Von Danny Gitter 05.02.2013, 18:25

Weissandt-Gölzau/MZ. - In völlig anderen Bahnen ist das Leben von Pfarrer Michael Schedler aus Weißandt-Gölzau in den vergangenen vier Monaten verlaufen. Der 56-Jährige hat während dieser Zeit eine andere Einstellung zum Alltag in Deutschland bekommen. Und vor allem eines ist ihm mehr als zuvor klar geworden: "Das Anspruchsdenken in Deutschland ist ziemlich hoch", stellt er fest. "Wir sollten dankbar sein für das, was wir haben, und die Erwartungen nicht immer höherschrauben", so der Kirchenmann, der seit Oktober 2012 in Namibia arbeitet. Dort betreut er mit einem Kollegen unter anderem die evangelischen Gemeinden in den an der Atlantikküste gelegenen Städten Swakopmund und Walvis Bay.

Ein Kulturschock war Namibia für ihn nicht, wie er versichert; denn schon 2009 wurde dem Theologen von der Anhaltischen Landeskirche ein Arbeitsaufenthalt in einer deutschen Schule und Gemeinde im südafrikanischen Herrmannsburg angeboten. Er blieb für drei Monate. Für einen längeren Aufenthalt war die Sprachbarriere zu groß. Neben Deutsch und Englisch hätte er auch Afrikaans, eine stark an das Niederländische angelehnte Sprache, beherrschen müssen.

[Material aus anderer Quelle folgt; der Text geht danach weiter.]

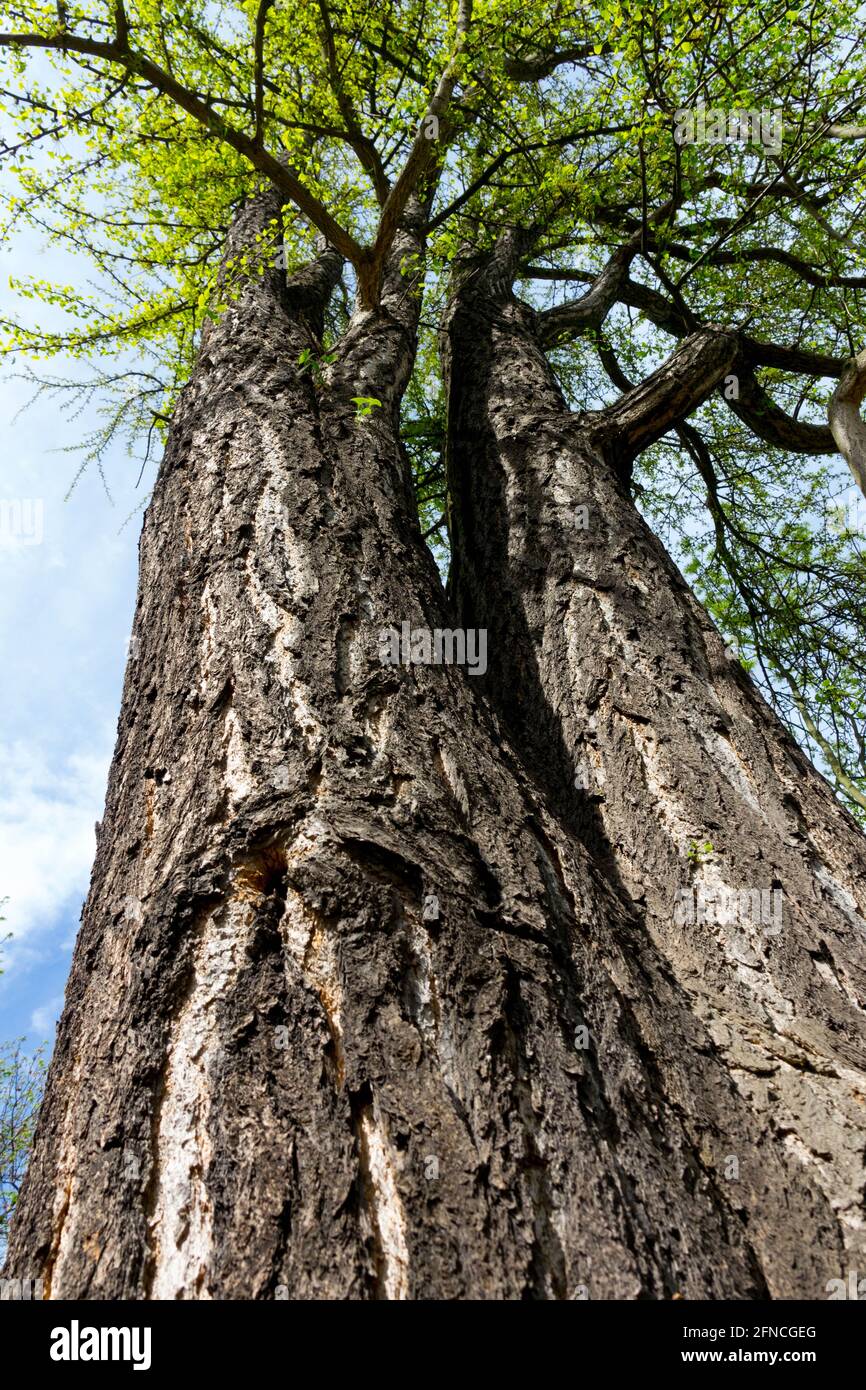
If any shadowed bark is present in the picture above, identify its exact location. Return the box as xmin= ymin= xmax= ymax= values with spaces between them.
xmin=443 ymin=240 xmax=866 ymax=1297
xmin=7 ymin=190 xmax=827 ymax=1298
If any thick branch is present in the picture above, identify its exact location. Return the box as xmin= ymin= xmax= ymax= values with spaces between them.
xmin=360 ymin=0 xmax=473 ymax=303
xmin=828 ymin=349 xmax=866 ymax=496
xmin=724 ymin=356 xmax=835 ymax=453
xmin=538 ymin=232 xmax=641 ymax=348
xmin=581 ymin=327 xmax=737 ymax=474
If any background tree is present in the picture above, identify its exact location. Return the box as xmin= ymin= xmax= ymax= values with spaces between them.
xmin=0 ymin=902 xmax=44 ymax=1255
xmin=0 ymin=0 xmax=866 ymax=1297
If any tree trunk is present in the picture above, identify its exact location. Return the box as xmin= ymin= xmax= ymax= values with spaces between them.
xmin=443 ymin=242 xmax=866 ymax=1298
xmin=7 ymin=199 xmax=866 ymax=1298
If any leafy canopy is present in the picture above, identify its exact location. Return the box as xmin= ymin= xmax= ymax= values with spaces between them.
xmin=0 ymin=0 xmax=866 ymax=812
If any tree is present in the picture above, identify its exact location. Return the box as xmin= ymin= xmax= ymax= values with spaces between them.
xmin=0 ymin=0 xmax=866 ymax=1298
xmin=0 ymin=899 xmax=44 ymax=1252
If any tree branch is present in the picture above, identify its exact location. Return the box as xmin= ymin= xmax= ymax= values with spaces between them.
xmin=0 ymin=33 xmax=370 ymax=275
xmin=580 ymin=325 xmax=738 ymax=477
xmin=827 ymin=348 xmax=866 ymax=496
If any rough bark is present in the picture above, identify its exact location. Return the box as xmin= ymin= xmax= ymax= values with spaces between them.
xmin=7 ymin=199 xmax=859 ymax=1298
xmin=443 ymin=242 xmax=866 ymax=1297
xmin=7 ymin=187 xmax=811 ymax=1298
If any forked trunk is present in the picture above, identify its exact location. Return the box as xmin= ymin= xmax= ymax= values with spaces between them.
xmin=443 ymin=246 xmax=866 ymax=1298
xmin=7 ymin=200 xmax=861 ymax=1298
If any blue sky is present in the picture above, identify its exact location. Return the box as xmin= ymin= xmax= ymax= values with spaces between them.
xmin=0 ymin=239 xmax=152 ymax=1045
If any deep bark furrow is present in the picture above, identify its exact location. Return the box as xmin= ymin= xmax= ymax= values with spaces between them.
xmin=443 ymin=265 xmax=866 ymax=1297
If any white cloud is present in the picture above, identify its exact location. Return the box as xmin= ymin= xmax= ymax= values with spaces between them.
xmin=0 ymin=741 xmax=110 ymax=973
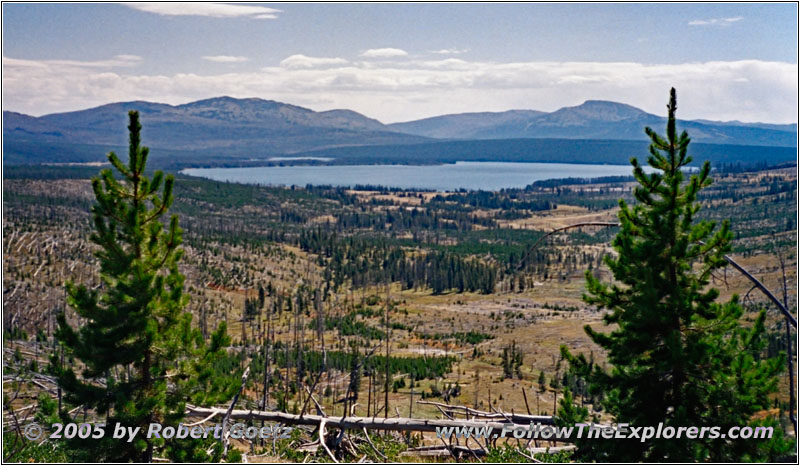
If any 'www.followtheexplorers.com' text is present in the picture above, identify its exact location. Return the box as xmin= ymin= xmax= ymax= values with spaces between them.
xmin=436 ymin=423 xmax=773 ymax=442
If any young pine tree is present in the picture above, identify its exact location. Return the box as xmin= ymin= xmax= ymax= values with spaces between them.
xmin=562 ymin=89 xmax=786 ymax=462
xmin=52 ymin=112 xmax=196 ymax=462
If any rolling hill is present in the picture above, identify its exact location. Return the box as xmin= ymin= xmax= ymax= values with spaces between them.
xmin=3 ymin=97 xmax=797 ymax=167
xmin=389 ymin=100 xmax=797 ymax=147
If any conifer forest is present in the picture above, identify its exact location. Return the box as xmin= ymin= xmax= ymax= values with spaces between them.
xmin=2 ymin=89 xmax=798 ymax=463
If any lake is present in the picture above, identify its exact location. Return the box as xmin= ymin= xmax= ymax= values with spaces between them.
xmin=181 ymin=162 xmax=633 ymax=191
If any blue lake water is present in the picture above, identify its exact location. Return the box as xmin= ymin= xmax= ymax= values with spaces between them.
xmin=181 ymin=162 xmax=632 ymax=191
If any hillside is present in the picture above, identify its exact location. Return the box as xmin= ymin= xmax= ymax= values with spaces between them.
xmin=3 ymin=97 xmax=425 ymax=161
xmin=389 ymin=100 xmax=797 ymax=147
xmin=3 ymin=97 xmax=797 ymax=168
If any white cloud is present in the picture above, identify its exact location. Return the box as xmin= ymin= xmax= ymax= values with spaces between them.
xmin=361 ymin=48 xmax=408 ymax=58
xmin=3 ymin=55 xmax=798 ymax=123
xmin=431 ymin=49 xmax=469 ymax=55
xmin=3 ymin=55 xmax=142 ymax=70
xmin=689 ymin=16 xmax=744 ymax=26
xmin=203 ymin=55 xmax=250 ymax=63
xmin=280 ymin=54 xmax=347 ymax=68
xmin=125 ymin=2 xmax=281 ymax=19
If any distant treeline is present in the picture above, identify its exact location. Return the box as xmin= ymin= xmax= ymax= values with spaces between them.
xmin=298 ymin=229 xmax=498 ymax=294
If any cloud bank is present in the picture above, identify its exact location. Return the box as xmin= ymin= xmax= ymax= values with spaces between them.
xmin=125 ymin=2 xmax=281 ymax=19
xmin=689 ymin=16 xmax=744 ymax=26
xmin=3 ymin=53 xmax=798 ymax=123
xmin=203 ymin=55 xmax=250 ymax=63
xmin=361 ymin=48 xmax=408 ymax=58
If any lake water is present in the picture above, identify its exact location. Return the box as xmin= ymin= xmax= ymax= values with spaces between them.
xmin=181 ymin=162 xmax=632 ymax=191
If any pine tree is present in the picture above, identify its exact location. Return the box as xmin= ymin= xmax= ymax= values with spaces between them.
xmin=51 ymin=112 xmax=196 ymax=462
xmin=562 ymin=89 xmax=785 ymax=462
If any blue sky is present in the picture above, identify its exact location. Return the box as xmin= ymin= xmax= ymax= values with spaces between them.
xmin=3 ymin=3 xmax=798 ymax=122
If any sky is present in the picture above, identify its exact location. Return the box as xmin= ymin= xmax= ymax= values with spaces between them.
xmin=2 ymin=3 xmax=798 ymax=123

So ging es zurück nach Anhalt. Jahrelang war Schedler dort schon Gemeindepfarrer in Frose im heutigen Salzlandkreis. In der Parochie Weißandt-Gölzau setzte er seine Gemeindearbeit fort. Aber Afrika ließ ihn seitdem nicht wieder los. Im vorigen Jahr bekam er dafür eine zweite berufliche Chance. Schedler überlegte sorgfältig, beriet sich mit seiner Frau und den drei Kindern. Schließlich bedeutet das auch eine räumliche Trennung von seiner Familie. Seine Frau bekäme in Namibia keine Arbeit und würde deshalb ausgewiesen werden, trotz des Einkommens ihres Mannes.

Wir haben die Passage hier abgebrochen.